Influence of symmetry and Coulomb-correlation effects on the optical properties of nitride quantum dots

TL;DR

This study investigates how symmetry and Coulomb interactions influence the optical properties of InN/GaN quantum dots, revealing size-dependent emission behaviors and the effects of quantum confinement and Stark effect.

Contribution

It combines tight-binding and configuration interaction methods to analyze multi-exciton spectra and provides analytical insights into the effects of symmetry and Coulomb interactions.

Findings

Small QDs show vanishing exciton and biexciton ground state emission.

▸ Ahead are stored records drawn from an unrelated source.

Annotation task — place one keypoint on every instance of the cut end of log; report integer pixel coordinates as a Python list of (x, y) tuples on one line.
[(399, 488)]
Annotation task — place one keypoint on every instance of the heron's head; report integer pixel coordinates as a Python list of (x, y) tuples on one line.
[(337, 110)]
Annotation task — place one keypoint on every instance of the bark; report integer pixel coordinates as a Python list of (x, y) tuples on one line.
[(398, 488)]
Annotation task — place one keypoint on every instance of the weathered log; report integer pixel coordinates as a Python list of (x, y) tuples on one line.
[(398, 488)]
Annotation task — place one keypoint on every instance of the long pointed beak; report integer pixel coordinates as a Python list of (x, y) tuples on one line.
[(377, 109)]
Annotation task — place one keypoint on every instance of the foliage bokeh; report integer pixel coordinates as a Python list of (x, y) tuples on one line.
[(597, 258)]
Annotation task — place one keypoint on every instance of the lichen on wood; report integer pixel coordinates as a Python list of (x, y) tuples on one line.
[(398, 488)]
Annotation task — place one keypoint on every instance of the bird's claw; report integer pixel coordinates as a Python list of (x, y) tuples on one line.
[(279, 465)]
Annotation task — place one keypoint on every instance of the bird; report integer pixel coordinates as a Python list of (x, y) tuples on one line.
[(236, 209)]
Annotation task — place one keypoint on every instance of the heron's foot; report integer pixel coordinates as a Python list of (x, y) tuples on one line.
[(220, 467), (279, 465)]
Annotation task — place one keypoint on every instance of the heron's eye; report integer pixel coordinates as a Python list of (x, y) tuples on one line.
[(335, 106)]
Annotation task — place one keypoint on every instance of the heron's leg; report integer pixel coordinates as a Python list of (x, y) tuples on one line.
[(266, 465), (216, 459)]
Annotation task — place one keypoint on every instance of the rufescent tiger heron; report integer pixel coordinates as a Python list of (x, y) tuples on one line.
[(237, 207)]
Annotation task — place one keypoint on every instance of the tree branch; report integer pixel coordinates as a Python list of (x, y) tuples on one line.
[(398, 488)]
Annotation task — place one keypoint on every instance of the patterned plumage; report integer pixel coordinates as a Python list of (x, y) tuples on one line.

Larger QDs exhibit bright ground state emission with reduced oscillator strength.

Quantum confined Stark effect significantly impacts optical spectra in larger QDs.

Abstract

The electronic and optical properties of self-assembled InN/GaN quantum dots (QDs) are investigated by means of a tight-binding model combined with configuration interaction calculations. Tight-binding single particle wave functions are used as a basis for computing Coulomb and dipole matrix elements. Within this framework, we analyze multi-exciton emission spectra for two different sizes of a lens-shaped InN/GaN QD with wurtzite crystal structure. The impact of the symmetry of the involved electron and hole one-particle states on the optical spectra is discussed in detail. Furthermore we show how the characteristic features of the spectra can be interpreted using a simplified Hamiltonian which provides analytical results for the interacting multi-exciton complexes. We predict a vanishing exciton and biexciton ground state emission for small lens-shaped InN/GaN QDs. For larger systems we report a bright ground state emission but with drastically reduced oscillator strengths caused by the quantum confined Stark effect.